テレビの両脇から腕をニュっと突き出して、雑巾でブラウン管をせっせと拭き
始めた。オー! 私を捨てないでクダサーイ!
 四つんばいの楊がオリバを振り返って、意地の悪そうな笑みを浮かべた。テ
レビとテーブルは、オリバの目の前に楊のケツが来るように配置されている。
「ハルヤさん、これでブラウン管を拭くと汚れがよく落ちるらしいよ」
 木戸が台所からタバスコの瓶を持ってきた。ハルヤがオリバから引ったくっ
た雑巾にタバスコを振りかけて、オリバに代わって画面を磨き出した。その間
瓶はひとまずオリバの口にくわえさせた。蓋は開いている。
 フン! とオリバがタバスコの瓶を吹き出した。一直線に飛んでいった瓶が
見事に楊の肛門に突き刺さった。さすがの海王といえども肛門は鍛えられない。
唐辛子の刺激にあやうく叫び出しそうになった楊だが、すんでのところで堪え
た。声を出してしまっては、もうテーブル役を続けられなくなる。
「まあいいや。
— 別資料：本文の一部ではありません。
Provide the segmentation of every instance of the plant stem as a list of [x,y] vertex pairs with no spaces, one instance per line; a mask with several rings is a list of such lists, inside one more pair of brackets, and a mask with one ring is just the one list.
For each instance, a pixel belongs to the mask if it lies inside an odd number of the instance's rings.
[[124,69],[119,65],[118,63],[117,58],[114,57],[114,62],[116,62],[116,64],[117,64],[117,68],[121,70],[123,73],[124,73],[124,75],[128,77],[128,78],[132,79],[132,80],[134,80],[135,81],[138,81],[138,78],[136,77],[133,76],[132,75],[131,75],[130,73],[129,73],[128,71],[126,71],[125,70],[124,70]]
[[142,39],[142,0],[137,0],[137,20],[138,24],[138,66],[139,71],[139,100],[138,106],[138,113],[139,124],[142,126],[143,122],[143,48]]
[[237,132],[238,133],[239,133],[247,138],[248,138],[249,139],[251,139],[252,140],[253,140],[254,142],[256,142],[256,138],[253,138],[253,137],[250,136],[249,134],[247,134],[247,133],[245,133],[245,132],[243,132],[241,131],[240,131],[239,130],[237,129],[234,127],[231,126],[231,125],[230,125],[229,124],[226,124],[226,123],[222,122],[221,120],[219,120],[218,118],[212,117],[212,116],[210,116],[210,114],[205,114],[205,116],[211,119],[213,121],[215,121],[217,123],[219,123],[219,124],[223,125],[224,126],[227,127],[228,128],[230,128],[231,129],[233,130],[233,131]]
ところで君達、僕のトレーニングルームを見たくはないかい?」
「はーい! 見たいでーす!」
「どっちでもいいでーす!」
 テレビの掃除に飽きたハルヤが、二人を連れて奥の部屋へと向かった。
 居間には誰もいなくなった。今がチャンスだ! 楊は四つんばいのままで、
クルリとオリバに向き直った。その目は復讐の炎に燃えている。テレビのリモ
コンを手にとって、主電源の上の『オリバON/OFF』のボタンをオリバに向かっ
て押した。
 ブラウン管の端からゴムのマスクがスライドして、オリバの鼻と口を塞いだ。
オリバは呼吸ができずに悶絶しながらも、必死に腕を伸ばして前面のパネルを
探るが、オリバスイッチはリモコンにしか付いていない。万事休すかと思われ
たその時、オリバの指が音量つまみに触れた。ためらいなくつまみをひねって、
ボリュームを最大に上げた。
 ニュースキャスターの声が大絶叫と化した。楊の背中のコーヒーカップが音
波で小刻みに振動し、熱泥のようなコーヒーのしずくが次々と背中の上に飛び
跳ねた。
「熱っ!」
 楊の表情も苦痛にゆがんだ。こらえきれずに、再びオリバスイッチを押して
オリバをマスクから解放してやった。オリバもボリュームを元に戻した。
 楊もオリバも、大きく肩で息をついている。ここまでの勝負は全くの互角だ。
 大擂台賽屈指の好カードはまだまだ続く。